M. Bellemare illustre la chose bien simplement: «C’est comme enfiler des sous-vêtements en commençant par l’autre jambe. On est mal à l’aise, on a l’impression d’avoir l’air fou. Juste de changer une simple séquence comme de mettre des sous-vêtements nous déséquilibre. Qu’on ne me dise pas que ça prend six mois pour un délinquant sexuel! Dans son cas, ce n’est pas qu’une séquence à laquelle il faut s’attaquer: c’est toute une histoire à modifier.»

Le temps de thérapie de chaque personne est différent. Certains peuvent même passer jusqu’à cinq ans dans la maison de transition.

Inceste

Si l’on se fie aux dernières statistiques du Service correctionnel du Canada, la thérapie menant à la réhabilitation en société porte fruit.

Le taux de récidive des pédophiles passerait de 16% pour celui qui n’a pas suivi de thérapie à 8% pour celui qui en a suivi une. Ce sont dans les cas d’inceste que le taux de récidive est le plus bas.

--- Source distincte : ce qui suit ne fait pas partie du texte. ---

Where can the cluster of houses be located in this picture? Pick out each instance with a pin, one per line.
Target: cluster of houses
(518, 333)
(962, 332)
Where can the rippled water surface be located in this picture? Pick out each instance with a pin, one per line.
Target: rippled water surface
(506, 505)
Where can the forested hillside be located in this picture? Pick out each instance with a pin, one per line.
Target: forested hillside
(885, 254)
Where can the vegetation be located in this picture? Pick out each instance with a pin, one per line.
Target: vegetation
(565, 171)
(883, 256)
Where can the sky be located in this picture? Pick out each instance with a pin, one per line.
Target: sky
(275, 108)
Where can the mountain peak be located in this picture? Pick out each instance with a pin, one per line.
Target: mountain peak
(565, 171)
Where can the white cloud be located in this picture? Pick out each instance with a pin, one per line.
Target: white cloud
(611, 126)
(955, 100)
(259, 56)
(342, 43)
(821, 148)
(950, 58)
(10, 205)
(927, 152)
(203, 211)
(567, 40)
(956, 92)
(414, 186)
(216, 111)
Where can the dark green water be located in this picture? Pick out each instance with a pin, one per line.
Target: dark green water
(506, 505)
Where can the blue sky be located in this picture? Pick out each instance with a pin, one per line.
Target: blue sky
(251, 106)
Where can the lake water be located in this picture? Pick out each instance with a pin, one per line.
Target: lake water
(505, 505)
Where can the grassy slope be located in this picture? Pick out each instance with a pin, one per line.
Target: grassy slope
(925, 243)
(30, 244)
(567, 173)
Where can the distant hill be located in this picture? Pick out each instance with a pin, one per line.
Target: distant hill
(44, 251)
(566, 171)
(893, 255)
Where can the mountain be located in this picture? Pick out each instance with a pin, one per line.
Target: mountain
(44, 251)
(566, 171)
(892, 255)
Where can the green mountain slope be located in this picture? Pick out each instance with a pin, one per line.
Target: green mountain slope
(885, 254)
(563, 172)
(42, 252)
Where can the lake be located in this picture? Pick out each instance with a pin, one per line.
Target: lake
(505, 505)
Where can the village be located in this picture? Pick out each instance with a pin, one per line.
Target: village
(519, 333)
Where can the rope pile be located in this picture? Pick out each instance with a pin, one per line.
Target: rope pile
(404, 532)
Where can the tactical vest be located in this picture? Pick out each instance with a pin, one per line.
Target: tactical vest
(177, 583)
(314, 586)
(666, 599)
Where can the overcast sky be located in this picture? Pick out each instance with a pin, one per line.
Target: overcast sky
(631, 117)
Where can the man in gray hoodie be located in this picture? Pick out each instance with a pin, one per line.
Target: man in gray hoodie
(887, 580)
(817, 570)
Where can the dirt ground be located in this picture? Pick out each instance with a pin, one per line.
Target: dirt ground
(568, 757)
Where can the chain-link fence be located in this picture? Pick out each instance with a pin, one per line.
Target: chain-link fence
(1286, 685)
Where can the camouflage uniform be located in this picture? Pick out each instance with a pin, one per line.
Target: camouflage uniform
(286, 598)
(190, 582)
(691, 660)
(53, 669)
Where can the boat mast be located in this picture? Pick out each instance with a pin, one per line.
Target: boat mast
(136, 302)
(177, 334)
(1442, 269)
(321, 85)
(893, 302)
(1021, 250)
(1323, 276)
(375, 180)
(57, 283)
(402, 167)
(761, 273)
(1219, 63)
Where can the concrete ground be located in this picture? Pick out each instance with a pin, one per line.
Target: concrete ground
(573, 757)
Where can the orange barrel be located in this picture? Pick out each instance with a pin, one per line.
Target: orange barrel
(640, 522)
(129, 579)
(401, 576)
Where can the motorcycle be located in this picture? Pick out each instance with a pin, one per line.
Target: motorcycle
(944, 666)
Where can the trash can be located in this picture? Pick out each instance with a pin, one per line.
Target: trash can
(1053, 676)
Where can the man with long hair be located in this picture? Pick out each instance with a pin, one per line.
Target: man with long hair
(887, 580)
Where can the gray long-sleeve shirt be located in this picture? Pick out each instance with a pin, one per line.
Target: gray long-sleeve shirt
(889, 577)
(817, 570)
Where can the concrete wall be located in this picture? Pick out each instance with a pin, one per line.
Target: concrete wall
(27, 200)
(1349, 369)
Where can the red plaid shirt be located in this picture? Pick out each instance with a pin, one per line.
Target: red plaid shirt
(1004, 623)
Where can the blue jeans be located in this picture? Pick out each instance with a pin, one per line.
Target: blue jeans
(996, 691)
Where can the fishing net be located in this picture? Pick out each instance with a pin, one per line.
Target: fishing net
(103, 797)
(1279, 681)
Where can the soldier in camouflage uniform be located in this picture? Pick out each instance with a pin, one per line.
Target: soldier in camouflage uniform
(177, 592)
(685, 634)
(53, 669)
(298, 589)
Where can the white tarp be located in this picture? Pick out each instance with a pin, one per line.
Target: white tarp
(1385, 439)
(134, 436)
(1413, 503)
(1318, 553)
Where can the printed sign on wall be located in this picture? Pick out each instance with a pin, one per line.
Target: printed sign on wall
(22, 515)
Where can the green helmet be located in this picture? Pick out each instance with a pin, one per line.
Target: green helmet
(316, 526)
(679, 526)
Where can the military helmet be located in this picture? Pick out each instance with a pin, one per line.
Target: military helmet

Sans prise en charge en thérapie, le taux de récidive des délinquants sexuels serait d’environ 35%.

 

Histoire de l’intervention sociale à Trois-Rivières

Fondée en 1975, la Maison Radisson a été l’une des premières maisons du genre au Québec à accepter les cas de meurtres. Le programme pour délinquants sexuels est apparu en 1991. La mission de l’organisme est de combler la «zone grise» de la population, c’est-à-dire ceux qui n’ont ni leur place en prison ni dans la société et qui sont refusés par les hôpitaux. «Ici, on accueille les personnes qui sont gérables socialement. On n’a pas de cas très lourds», précise Daniel Bellemare.

Au Québec, l’Institut Philippe-Pinel a été l’un des pionniers dans le traitement de la délinquance sexuelle.